Does Strasbourg get a lot of German tourists like Nice gets a lot of Italian ones?


----------



## Slartibartfas (Aug 15, 2006)

Goloo said:


> Thanks for the comments !
> 
> 
> 
> The city was annexed to Germany several times, so Strasbourg was influenced by germanic culture and architecture.


I don't think this is an objective summary. Strasbourg was belonging the entire middle ages to the Holy Roman Empire (of German nation). In the oldest documents of the city predating that Reich, both German and French are used, the common people back then spoke mostly German however. 

France did not annex it before 1681 when it occupied the city during a peace time and took over control. After the German side came to strength again it annexed it in the German unification war in 1871. Thats after 190 years of French rule. After WW1 Strasbourg declared itself independant but was shortly aftwerwards occupied by French forces and annexed, without refendum.
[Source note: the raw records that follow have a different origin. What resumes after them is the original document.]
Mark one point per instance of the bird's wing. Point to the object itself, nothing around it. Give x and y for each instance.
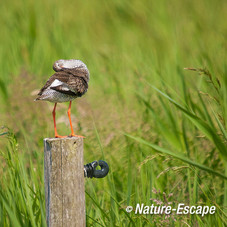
(66, 83)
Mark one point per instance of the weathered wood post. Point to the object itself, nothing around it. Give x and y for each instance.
(64, 182)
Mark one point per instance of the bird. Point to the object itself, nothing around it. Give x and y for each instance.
(69, 82)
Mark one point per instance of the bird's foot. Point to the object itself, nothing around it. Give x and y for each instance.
(73, 135)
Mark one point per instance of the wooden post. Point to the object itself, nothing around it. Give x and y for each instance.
(64, 182)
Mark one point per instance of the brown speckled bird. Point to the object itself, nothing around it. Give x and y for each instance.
(69, 82)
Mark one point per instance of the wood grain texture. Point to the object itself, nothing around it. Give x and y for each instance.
(64, 182)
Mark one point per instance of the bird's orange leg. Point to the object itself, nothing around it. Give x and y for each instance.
(55, 128)
(70, 121)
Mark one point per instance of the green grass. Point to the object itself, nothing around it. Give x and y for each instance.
(161, 128)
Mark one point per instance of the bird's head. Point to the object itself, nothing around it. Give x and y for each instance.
(72, 65)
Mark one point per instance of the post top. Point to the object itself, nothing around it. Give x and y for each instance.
(62, 139)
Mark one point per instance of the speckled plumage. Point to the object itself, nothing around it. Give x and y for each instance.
(69, 82)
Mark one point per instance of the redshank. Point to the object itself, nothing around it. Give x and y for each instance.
(69, 82)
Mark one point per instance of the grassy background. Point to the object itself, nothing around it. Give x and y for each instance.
(161, 128)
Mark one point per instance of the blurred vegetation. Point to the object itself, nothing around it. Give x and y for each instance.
(161, 128)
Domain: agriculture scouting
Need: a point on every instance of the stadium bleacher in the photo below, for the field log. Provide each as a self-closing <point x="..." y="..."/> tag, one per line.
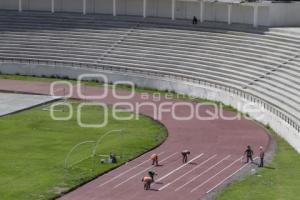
<point x="259" y="62"/>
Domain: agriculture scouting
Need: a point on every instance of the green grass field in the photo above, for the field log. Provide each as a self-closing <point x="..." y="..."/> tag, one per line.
<point x="280" y="180"/>
<point x="33" y="148"/>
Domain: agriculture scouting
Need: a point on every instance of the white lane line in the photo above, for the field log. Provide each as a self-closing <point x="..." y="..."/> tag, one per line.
<point x="115" y="177"/>
<point x="220" y="183"/>
<point x="203" y="183"/>
<point x="180" y="177"/>
<point x="175" y="170"/>
<point x="143" y="171"/>
<point x="202" y="173"/>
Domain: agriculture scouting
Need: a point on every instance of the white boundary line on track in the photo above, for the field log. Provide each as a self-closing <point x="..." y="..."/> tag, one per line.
<point x="143" y="171"/>
<point x="202" y="173"/>
<point x="115" y="177"/>
<point x="175" y="170"/>
<point x="229" y="176"/>
<point x="228" y="166"/>
<point x="178" y="178"/>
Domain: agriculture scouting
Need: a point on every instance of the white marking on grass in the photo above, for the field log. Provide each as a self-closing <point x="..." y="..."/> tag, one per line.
<point x="202" y="173"/>
<point x="180" y="177"/>
<point x="143" y="171"/>
<point x="203" y="183"/>
<point x="121" y="174"/>
<point x="220" y="183"/>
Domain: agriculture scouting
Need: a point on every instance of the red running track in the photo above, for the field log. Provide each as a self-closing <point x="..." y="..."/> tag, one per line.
<point x="216" y="148"/>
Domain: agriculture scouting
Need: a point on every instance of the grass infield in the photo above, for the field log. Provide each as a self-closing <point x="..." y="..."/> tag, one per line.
<point x="33" y="148"/>
<point x="280" y="180"/>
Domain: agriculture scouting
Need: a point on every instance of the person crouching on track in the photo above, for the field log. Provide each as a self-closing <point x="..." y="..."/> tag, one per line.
<point x="249" y="154"/>
<point x="184" y="154"/>
<point x="147" y="182"/>
<point x="154" y="159"/>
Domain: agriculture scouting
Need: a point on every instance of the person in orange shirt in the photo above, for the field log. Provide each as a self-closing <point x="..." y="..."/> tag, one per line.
<point x="154" y="159"/>
<point x="147" y="180"/>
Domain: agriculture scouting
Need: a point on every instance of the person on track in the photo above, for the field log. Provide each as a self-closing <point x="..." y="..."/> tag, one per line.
<point x="152" y="173"/>
<point x="185" y="154"/>
<point x="147" y="180"/>
<point x="249" y="154"/>
<point x="154" y="158"/>
<point x="261" y="156"/>
<point x="195" y="20"/>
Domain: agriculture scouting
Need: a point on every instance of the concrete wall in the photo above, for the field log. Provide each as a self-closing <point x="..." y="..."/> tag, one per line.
<point x="281" y="127"/>
<point x="9" y="4"/>
<point x="42" y="5"/>
<point x="159" y="8"/>
<point x="68" y="5"/>
<point x="270" y="14"/>
<point x="287" y="14"/>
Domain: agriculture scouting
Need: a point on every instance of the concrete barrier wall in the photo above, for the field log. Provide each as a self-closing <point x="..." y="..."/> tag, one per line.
<point x="281" y="127"/>
<point x="41" y="5"/>
<point x="287" y="14"/>
<point x="9" y="4"/>
<point x="269" y="14"/>
<point x="68" y="5"/>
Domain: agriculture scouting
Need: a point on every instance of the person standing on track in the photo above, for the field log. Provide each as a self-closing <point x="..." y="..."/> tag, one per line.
<point x="154" y="158"/>
<point x="147" y="182"/>
<point x="185" y="154"/>
<point x="249" y="154"/>
<point x="261" y="156"/>
<point x="152" y="174"/>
Historians consider it far from certain that the French would have managed a majority for that annexation. 

Straßbourg remains since then exgept for the short time during WWII to France.


So lets recapitulate, do you think that "Germany annexed it a few times" sums it up fairly?

Having that said I am perfectly fine with the situation today. Strasbourg definitely made the best out of its location and history.


----------



## RPM (Jan 31, 2006)

Wow some of my ancestors, who were German, came to the US from Strasbourg. I have never been there, but I hope to go someday. Truely a beautiful city.


----------



## Tombs (Sep 9, 2007)

Stunningly beautiful, I didn't realize Strasbourg was like that.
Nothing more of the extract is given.